Lo dice l’autrice di questo libretto che volentieri si appoggia alla saggezza passata, in dichiarata polemica con gli ammalianti suggerimenti dell’oggi. Non disdegna la definizione di pamphlet e segna così la distanza da un passato che alla natura affidava buona parte dell’alimentazione, dei rimedi medicamentosi, di strumenti e scorciatoie per le attività quotidiane, non ultimo il lavare. E in questo campo è la cenere a fare la differenza.
Sillogismo spicciolo: non c’è stufa senza cenere, né liscivia senza cenere, quindi non si dà liscivia senza stufa.
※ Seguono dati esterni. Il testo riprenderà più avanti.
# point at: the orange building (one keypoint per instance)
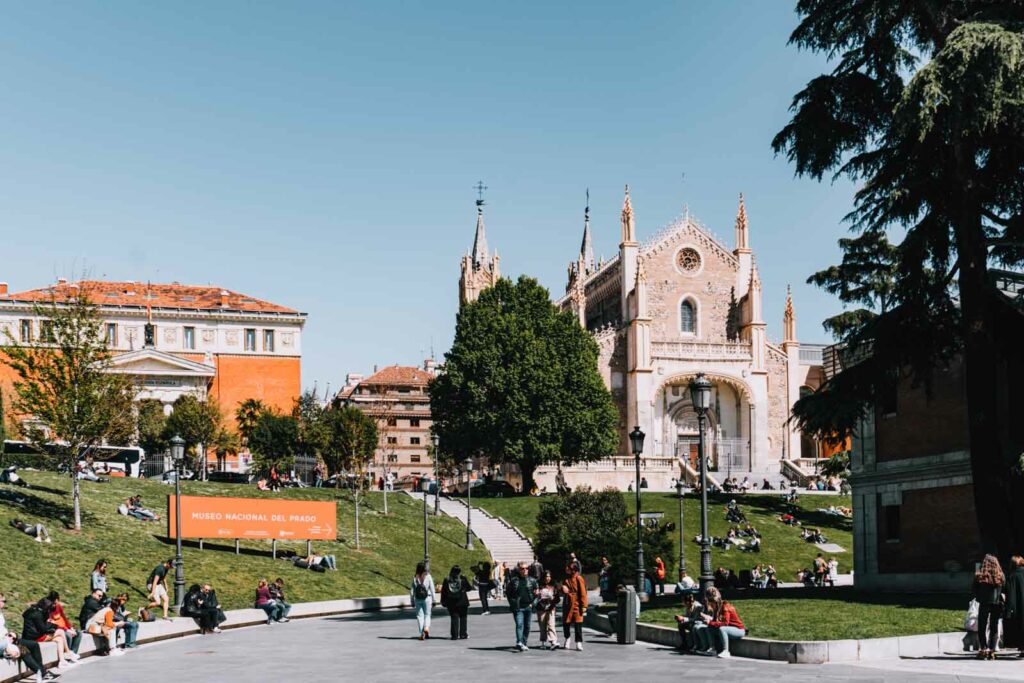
(180, 339)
Sono termini desueti. La stufa non è quella che brucia pellet, ma il “putagé” dove si bruciavano ceppi di legno scaldando e cuocendo. E la liscivia meno che mai si imparenta con la rumorosa lavatrice pur se dotata del programma di ammollo.
La cenere “sano frutto della combustione” è l’ingrediente per la liscivia. Può sembrar strano, ma essa ha un potere sbiancante. Veniva posta sopra gli indumenti da lavare, separata da un panno soltanto. Poi si rovesciava l’acqua calda che provvedeva a fare il resto.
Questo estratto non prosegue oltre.